Random fields are ubiquitous mathematical structures in physics, with applications ranging from thermodynamics and statistical physics to quantum field theory and cosmology. Recent works on information geometry of Gaussian random fields proposed mathematical expressions for the components of the metric tensor of the underlying parametric space, allowing the computation of the curvature in each point of the manifold. In this study, our hypothesis is that time irreversibility in Gaussian random fields dynamics is a direct consequence of geometric properties (curvature) of their parametric space. In order to validate this hypothesis, we compute the components of the metric tensor and derive the twenty seven Christoffel symbols of the metric to define the Euler-Lagrange equations, a system of partial differential equations that are used to build geodesic curves in Riemannian manifolds. After that, by the application of the fourth-order Runge-Kutta method and Markov Chain Monte Carlo simulation, we numerically build geodesic curves starting from an arbitrary initial point in the manifold. The obtained results show that, when the system undergoes phase transitions, the geodesic curve obtained by time reversing the computational simulation diverges from the original curve, showing a strange effect that we called the geodesic dispersion phenomenon, which suggests that time irreversibility in random fields is related to the intrinsic geometry of their parametric space.
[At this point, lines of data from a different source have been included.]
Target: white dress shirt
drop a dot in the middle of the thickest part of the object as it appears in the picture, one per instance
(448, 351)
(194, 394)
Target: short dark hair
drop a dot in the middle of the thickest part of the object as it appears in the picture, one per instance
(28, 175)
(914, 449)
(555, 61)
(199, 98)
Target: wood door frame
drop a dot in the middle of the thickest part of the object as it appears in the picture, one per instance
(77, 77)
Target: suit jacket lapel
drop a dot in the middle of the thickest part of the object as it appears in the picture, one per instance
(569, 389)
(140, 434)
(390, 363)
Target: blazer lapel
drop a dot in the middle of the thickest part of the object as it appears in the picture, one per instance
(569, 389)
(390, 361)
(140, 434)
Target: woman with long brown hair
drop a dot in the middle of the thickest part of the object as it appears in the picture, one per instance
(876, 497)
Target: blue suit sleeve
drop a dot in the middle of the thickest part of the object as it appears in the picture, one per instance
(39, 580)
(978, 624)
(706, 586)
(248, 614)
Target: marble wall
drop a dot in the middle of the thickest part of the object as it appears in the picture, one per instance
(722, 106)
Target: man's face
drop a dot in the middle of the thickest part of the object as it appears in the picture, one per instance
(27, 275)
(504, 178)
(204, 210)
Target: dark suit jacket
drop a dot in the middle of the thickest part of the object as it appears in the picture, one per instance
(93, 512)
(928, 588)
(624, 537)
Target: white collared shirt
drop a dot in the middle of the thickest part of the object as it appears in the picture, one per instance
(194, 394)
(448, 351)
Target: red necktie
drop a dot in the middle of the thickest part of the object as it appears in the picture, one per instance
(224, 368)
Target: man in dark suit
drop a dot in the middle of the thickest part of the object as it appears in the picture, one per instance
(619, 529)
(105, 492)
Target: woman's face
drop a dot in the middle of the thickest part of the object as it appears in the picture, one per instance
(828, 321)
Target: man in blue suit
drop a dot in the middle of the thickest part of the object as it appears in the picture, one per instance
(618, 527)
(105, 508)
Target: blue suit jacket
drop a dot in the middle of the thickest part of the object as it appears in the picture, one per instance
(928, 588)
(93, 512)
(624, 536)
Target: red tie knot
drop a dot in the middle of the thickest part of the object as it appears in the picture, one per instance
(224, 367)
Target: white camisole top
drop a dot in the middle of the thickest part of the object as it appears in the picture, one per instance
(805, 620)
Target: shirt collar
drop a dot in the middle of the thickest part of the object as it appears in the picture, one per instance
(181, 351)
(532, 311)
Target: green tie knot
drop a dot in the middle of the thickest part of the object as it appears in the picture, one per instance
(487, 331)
翻译：随机场是物理学中普遍存在的数学结构，其应用涵盖热力学、统计物理、量子场论及宇宙学等领域。近期关于高斯随机场信息几何的研究提出了底层参数空间度规张量分量的数学表达式，从而能够计算流形各点的曲率。本研究的假设是：高斯随机场动力学中的时间不可逆性是其参数空间几何特性（曲率）的直接结果。为验证该假设，我们计算了度规张量分量，推导了度规的27个克里斯托费尔符号，从而定义出欧拉-拉格朗日方程——这一偏微分方程组用于构建黎曼流形中的测地线。随后，通过四阶龙格-库塔法和马尔可夫链蒙特卡洛模拟，我们从流形中任意初始点出发数值构建测地线。结果表明：当系统经历相变时，通过计算模拟时间反转获得的测地线与原始曲线产生偏离，展现出我们称之为“测地线弥散现象”的奇特效应，这暗示随机场的时间不可逆性与其参数空间的本征几何相关。